# Functions for Manipulating Data in PostgreSQL
Here you can access the tables used in the course. To access the table, you will need to specify the `dvdrentals` schema in your queries (e.g., `dvdrentals.film` for the `film` table and `dvdrentals.country` for the `country` table).

--- 
_Note: When using sample integrations such as those that contain course data, you have read-only access. You can run queries, but cannot make any changes such as adding, deleting, or modifying the data (e.g., creating tables, views, etc.)._

## Take Notes

Add notes about the concepts you've learned and SQL cells with queries you want to keep.

_Add your notes here_

In [None]:
-- Add your own queries here
SELECT *
FROM dvdrentals.film
LIMIT 10

## Explore Datasets
Use the different tables to explore the data and practice your skills!
- Select the `title`, `release_year`, and `rating` of films in the `film` table.
    - Add a `description_shortened` column which contains the first 50 characters of the `description` column, ending with "...".
    - Filter the `film` table for rows where the `special_features` column contains "Commentaries".
- Select the `customer_id`, `amount`, and `payment_date` from the `payment` table.
    - Extract date information from the `payment_date` column, creating new columns for the `day`, `month`, `quarter`, and `year` of transaction.
    - Use the `rental` table to include a column containing the number of days rented (i.e., time between the `rental_date` and the `return_date`).
- Update the title column so that titles with multiple words are reduced to the first word and the first letter of the second word followed by a period. 
    - For example:
        - "BEACH HEARTBREAKERS" becomes "BEACH H."
        - "BEAST HUNCHBACK" becomes "BEAST H."
    - Reformat your shortened title to title case (e.g., "BEACH H." becomes "Beach H.").
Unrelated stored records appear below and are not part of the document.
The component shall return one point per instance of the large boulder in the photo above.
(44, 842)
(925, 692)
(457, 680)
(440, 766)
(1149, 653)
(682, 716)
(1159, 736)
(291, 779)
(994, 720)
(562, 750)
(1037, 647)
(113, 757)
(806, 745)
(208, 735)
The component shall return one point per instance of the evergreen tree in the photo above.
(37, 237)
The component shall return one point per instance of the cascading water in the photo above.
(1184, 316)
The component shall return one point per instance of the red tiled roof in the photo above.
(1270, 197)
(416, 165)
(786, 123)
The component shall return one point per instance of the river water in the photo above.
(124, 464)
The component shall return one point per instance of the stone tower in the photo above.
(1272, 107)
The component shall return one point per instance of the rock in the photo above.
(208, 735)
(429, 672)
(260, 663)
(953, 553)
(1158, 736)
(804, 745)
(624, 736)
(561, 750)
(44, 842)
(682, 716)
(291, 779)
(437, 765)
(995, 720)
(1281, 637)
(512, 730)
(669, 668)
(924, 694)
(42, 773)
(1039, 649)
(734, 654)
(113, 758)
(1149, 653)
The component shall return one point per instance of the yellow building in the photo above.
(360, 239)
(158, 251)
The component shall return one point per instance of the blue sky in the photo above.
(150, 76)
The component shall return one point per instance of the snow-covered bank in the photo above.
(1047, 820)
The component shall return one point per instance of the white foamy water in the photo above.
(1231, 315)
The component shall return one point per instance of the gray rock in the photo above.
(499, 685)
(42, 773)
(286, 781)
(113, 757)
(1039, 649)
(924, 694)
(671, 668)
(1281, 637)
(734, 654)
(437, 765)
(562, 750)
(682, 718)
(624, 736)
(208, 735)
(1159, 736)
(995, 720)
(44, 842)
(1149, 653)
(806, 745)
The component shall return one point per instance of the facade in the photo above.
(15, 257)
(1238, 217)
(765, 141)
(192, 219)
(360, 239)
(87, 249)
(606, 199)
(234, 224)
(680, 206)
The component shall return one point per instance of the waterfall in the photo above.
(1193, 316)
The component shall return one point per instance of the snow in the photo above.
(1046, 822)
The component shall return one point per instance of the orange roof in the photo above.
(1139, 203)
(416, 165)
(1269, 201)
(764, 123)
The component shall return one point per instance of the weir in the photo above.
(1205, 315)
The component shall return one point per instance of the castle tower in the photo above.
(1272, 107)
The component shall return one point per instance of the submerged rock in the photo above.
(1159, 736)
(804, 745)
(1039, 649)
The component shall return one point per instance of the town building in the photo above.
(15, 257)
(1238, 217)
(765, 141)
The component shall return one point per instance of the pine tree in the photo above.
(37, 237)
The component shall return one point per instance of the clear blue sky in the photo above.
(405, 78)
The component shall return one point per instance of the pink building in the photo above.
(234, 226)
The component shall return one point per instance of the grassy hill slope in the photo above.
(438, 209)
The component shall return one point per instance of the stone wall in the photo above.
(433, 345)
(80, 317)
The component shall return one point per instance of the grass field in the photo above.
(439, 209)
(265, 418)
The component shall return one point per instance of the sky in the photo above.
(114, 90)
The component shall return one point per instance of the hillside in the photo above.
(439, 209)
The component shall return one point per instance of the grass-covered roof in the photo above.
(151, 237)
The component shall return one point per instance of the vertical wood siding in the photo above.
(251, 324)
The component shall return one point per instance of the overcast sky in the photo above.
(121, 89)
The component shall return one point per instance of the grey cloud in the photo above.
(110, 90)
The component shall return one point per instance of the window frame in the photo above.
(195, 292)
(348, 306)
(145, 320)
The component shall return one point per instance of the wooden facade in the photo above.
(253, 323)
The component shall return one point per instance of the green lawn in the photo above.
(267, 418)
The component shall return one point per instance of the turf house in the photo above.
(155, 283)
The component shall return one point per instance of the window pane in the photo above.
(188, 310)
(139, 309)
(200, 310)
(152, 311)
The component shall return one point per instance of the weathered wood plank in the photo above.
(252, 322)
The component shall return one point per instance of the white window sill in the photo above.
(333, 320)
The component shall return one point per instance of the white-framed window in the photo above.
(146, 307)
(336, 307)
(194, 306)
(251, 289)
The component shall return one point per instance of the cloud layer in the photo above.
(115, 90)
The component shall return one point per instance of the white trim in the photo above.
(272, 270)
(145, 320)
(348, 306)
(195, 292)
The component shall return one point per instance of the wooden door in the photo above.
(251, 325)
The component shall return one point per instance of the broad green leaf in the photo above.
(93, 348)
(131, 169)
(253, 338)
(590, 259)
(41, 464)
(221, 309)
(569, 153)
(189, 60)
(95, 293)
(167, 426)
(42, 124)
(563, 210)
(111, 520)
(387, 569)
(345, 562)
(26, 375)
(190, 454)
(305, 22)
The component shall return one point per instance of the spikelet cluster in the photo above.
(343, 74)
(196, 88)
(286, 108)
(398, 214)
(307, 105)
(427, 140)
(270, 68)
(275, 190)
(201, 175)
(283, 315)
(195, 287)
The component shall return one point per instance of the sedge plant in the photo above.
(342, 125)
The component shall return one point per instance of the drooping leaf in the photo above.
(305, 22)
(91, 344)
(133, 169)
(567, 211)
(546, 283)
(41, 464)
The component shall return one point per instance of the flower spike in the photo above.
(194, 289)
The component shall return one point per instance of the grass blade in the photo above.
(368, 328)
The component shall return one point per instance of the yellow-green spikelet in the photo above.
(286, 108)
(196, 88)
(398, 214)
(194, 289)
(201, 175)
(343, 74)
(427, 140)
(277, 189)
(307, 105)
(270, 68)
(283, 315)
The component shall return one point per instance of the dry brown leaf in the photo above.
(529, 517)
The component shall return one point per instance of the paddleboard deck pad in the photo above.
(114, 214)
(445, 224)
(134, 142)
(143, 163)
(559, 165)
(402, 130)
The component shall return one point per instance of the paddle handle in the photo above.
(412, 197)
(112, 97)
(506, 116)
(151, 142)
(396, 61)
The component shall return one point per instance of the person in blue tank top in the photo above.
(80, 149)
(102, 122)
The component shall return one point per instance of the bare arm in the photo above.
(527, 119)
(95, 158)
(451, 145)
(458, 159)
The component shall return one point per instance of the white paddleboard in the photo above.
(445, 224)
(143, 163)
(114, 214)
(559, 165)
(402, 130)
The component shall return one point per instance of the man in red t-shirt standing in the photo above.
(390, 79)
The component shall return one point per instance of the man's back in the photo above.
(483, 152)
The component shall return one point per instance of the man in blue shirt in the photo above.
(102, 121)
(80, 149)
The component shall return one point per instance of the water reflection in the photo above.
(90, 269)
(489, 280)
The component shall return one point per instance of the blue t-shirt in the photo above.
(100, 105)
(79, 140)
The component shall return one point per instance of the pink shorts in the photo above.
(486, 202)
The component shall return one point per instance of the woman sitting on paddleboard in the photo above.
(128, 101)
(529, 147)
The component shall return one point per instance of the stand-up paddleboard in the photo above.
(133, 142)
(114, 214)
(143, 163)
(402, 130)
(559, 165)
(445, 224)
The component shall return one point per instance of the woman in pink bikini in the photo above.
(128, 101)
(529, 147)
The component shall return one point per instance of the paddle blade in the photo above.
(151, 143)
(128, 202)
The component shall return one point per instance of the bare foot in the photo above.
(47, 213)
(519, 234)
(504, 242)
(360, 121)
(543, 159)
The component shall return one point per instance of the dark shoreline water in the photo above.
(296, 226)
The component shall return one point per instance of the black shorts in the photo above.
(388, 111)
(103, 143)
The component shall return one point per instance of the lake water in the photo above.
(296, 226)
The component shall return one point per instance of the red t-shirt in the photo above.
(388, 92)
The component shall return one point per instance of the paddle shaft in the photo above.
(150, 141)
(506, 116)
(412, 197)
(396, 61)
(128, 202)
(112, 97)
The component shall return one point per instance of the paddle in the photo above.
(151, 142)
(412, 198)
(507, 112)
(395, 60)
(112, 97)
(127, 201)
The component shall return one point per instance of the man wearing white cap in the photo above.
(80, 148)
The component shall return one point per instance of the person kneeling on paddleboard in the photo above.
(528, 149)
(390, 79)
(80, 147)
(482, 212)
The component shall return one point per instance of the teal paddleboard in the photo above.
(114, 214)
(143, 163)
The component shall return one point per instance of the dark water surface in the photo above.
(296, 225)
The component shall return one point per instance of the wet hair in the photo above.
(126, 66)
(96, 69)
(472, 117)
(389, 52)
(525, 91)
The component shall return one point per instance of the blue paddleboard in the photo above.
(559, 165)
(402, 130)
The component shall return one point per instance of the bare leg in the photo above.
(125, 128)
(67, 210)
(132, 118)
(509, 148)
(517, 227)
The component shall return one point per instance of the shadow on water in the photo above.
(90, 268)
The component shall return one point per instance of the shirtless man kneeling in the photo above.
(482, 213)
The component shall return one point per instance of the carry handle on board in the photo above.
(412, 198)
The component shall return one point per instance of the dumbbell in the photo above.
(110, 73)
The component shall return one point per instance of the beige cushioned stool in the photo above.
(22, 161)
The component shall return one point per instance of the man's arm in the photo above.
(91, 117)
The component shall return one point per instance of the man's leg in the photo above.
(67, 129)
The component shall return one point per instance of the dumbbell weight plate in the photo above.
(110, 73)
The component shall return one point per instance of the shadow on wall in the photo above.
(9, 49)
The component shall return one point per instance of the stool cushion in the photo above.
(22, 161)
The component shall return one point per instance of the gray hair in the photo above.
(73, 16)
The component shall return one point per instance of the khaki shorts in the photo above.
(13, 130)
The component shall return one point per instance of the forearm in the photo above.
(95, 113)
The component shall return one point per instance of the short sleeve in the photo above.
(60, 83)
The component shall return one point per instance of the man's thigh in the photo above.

### String operations: LEFT, RIGHT, SUBSTRING, ...

In [None]:
SUBSTRINGZ( full_string , start_char , [ length_char ] ) 

Error: SUBSTRINGZ( full_string , start_char , [ length_char ] )  - syntax error at or near "SUBSTRINGZ"

### String operations: Concatenate, Case, Replace ...


### Case: `UPPER`, `LOWER`, `INITCAP`...

In [4]:
SELECT 
  -- Concatenate the category name to coverted to uppercase to the film title converted to title case
  UPPER(c.category)  || ': ' || INITCAP(f.title) AS film_category, 
  -- Convert the description column to lowercase, practice replacement too
  REPLACE(LOWER(f.description), ' ', '_') AS description
FROM 
  dvdrentals.film AS f 
  INNER JOIN dvdrentals.category AS fc 
  	ON f.film_id = fc.film_id 
  INNER JOIN dvdrentals.category AS c 
  	ON fc.category = c.category
LIMIT 5;

Unnamed: 0,film_category,description
0,DOCUMENTARY: Academy Dinosaur,a_epic_drama_of_a_feminist_and_a_mad_scientist...
1,DOCUMENTARY: Academy Dinosaur,a_epic_drama_of_a_feminist_and_a_mad_scientist...
2,DOCUMENTARY: Academy Dinosaur,a_epic_drama_of_a_feminist_and_a_mad_scientist...
3,DOCUMENTARY: Academy Dinosaur,a_epic_drama_of_a_feminist_and_a_mad_scientist...
4,DOCUMENTARY: Academy Dinosaur,a_epic_drama_of_a_feminist_and_a_mad_scientist...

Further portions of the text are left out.